Completely removes all traces of an authorisation from the ACL.

The authentication identifier can be found using why() or you may have remembered it when you first allowed the access. In some cases (especially if the authentication was created by hand, and not via allow()) an authentication may not have an identifier. In these cases, you will have to be creative in figuring out how to deny access.

Returns the number of statements removed from the ACL's internal model as a result of the removal. (This will normally be at least 3.)

This authorisation is not automatically saved, so it is probably useful to call save() after removing authorisations.

$acl->save($format, $filename)

Serialises a local (not remote) ACL.

$format can be any format supported by rdf_string (see the RDF::Trine::Shortcuts manpage).

If $filename is provided, this function writes to the file and returns the new file size in bytes.

If $filename is omitted, this function does not attempt to write to a file, and simply returns the string it would have written.

$acl->is_remote

Returns true if the ACL is remote; false if local.

$acl->is_mutable

Can this ACL be modified?

$acl->model

The graph model against which authorisation checks are made.
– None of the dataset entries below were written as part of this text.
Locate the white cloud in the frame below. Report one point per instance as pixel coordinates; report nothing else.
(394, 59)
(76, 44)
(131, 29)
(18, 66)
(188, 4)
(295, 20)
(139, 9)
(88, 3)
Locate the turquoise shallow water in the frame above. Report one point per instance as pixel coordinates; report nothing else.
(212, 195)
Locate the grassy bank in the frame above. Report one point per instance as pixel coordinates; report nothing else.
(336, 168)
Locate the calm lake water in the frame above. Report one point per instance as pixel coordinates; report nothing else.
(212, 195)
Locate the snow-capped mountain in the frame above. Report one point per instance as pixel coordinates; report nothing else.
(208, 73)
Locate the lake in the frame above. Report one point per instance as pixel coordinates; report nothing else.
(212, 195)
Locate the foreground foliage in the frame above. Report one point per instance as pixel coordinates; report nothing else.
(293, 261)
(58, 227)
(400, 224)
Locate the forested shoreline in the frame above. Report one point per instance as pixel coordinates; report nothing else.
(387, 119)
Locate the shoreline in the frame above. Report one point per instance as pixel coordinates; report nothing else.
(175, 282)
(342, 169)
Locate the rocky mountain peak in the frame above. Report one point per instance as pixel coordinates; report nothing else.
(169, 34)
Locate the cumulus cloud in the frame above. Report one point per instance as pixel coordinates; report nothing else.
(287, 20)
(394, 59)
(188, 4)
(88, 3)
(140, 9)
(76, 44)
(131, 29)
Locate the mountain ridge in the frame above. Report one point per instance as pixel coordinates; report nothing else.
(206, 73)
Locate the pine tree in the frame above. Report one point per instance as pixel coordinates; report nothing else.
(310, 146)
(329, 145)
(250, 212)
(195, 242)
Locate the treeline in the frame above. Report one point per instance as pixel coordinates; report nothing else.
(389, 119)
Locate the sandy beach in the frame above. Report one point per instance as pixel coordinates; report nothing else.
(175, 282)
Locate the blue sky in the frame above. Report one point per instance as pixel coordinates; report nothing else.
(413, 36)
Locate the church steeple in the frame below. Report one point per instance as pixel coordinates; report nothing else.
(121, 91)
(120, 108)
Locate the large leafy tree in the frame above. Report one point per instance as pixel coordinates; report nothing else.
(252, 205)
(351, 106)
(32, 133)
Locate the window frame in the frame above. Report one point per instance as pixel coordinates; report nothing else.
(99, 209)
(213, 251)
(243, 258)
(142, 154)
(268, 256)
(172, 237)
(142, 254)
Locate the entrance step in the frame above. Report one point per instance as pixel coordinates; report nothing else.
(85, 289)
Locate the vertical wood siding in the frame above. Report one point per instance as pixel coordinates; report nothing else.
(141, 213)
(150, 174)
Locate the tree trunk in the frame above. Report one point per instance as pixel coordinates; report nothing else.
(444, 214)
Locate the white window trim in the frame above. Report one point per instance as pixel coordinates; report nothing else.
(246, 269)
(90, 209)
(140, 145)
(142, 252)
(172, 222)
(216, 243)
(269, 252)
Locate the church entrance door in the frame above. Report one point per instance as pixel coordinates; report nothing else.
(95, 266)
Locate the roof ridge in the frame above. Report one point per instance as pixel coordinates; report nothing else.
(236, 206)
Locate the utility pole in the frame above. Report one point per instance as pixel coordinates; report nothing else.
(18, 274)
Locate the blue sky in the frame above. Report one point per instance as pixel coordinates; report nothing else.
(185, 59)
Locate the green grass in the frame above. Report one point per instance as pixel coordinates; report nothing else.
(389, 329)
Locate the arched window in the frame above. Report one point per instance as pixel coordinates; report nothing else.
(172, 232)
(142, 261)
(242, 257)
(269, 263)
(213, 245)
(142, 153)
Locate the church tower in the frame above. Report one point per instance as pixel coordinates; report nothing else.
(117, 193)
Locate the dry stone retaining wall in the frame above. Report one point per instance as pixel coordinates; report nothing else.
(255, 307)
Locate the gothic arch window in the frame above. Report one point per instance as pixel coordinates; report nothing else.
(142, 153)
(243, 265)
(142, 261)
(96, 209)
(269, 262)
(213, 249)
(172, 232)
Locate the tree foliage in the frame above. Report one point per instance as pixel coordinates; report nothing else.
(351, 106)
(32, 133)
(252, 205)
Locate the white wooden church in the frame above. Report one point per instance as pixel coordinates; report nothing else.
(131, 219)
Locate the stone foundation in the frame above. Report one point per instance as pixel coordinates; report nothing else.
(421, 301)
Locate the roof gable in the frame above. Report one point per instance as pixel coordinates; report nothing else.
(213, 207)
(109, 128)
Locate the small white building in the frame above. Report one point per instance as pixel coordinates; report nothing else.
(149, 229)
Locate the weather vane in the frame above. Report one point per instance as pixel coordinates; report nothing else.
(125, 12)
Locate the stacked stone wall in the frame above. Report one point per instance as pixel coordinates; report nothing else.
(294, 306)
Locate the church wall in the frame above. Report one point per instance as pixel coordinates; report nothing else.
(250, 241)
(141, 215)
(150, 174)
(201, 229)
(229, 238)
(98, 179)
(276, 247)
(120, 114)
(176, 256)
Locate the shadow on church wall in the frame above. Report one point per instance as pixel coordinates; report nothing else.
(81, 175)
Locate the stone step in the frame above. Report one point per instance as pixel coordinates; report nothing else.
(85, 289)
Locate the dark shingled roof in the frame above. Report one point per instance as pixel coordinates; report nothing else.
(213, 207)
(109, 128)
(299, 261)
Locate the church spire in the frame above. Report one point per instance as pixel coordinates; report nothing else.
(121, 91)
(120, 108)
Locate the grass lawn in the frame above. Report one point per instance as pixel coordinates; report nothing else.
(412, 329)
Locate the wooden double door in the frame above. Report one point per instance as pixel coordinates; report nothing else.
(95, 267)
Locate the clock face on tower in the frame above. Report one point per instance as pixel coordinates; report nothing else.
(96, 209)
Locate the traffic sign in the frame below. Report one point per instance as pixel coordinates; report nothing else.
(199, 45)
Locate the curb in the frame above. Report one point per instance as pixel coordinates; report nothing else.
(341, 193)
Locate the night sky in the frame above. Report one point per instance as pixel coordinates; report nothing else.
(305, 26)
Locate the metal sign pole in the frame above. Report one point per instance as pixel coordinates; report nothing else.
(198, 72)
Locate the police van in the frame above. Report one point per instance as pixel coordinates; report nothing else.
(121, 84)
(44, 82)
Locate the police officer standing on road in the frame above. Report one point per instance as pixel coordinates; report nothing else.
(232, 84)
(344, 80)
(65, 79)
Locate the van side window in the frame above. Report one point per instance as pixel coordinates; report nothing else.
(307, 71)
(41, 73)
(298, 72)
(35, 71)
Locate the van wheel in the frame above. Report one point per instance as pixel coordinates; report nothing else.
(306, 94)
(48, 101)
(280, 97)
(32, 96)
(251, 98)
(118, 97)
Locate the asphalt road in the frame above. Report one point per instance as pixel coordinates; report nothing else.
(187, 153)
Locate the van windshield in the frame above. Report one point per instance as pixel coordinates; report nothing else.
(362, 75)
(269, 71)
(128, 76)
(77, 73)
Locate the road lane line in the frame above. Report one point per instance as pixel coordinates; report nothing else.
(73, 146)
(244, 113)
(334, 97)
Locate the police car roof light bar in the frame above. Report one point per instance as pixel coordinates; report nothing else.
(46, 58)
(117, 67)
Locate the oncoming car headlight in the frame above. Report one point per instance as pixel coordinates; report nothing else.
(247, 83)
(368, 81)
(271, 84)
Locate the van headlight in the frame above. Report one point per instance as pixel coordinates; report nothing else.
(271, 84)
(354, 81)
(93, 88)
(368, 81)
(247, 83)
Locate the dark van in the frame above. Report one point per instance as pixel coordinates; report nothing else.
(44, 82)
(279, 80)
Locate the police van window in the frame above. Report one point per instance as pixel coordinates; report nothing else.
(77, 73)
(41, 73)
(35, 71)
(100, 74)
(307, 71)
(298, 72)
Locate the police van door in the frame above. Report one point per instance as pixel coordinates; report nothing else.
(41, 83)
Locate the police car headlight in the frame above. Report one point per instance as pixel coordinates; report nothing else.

Returned as an the RDF::Trine::Model manpage object.

$acl->endpoint

The endpoint URI for remote (non-local) ACL queries.

Returned as a URI object.


BUGS

Please report any bugs to http://rt.cpan.org/.


SEE ALSO

the CGI::Auth::FOAF_SSL manpage.

http://www.w3.org/ns/auth/acl.n3.

http://www.perlrdf.org/, http://lists.foaf-project.org/mailman/listinfo/foaf-protocols.


AUTHOR

Toby Inkster <tobyink@cpan.org>.


COPYRIGHT

Copyright 2010 Toby Inkster

This library is free software; you can redistribute it and/or modify it under the same terms as Perl itself.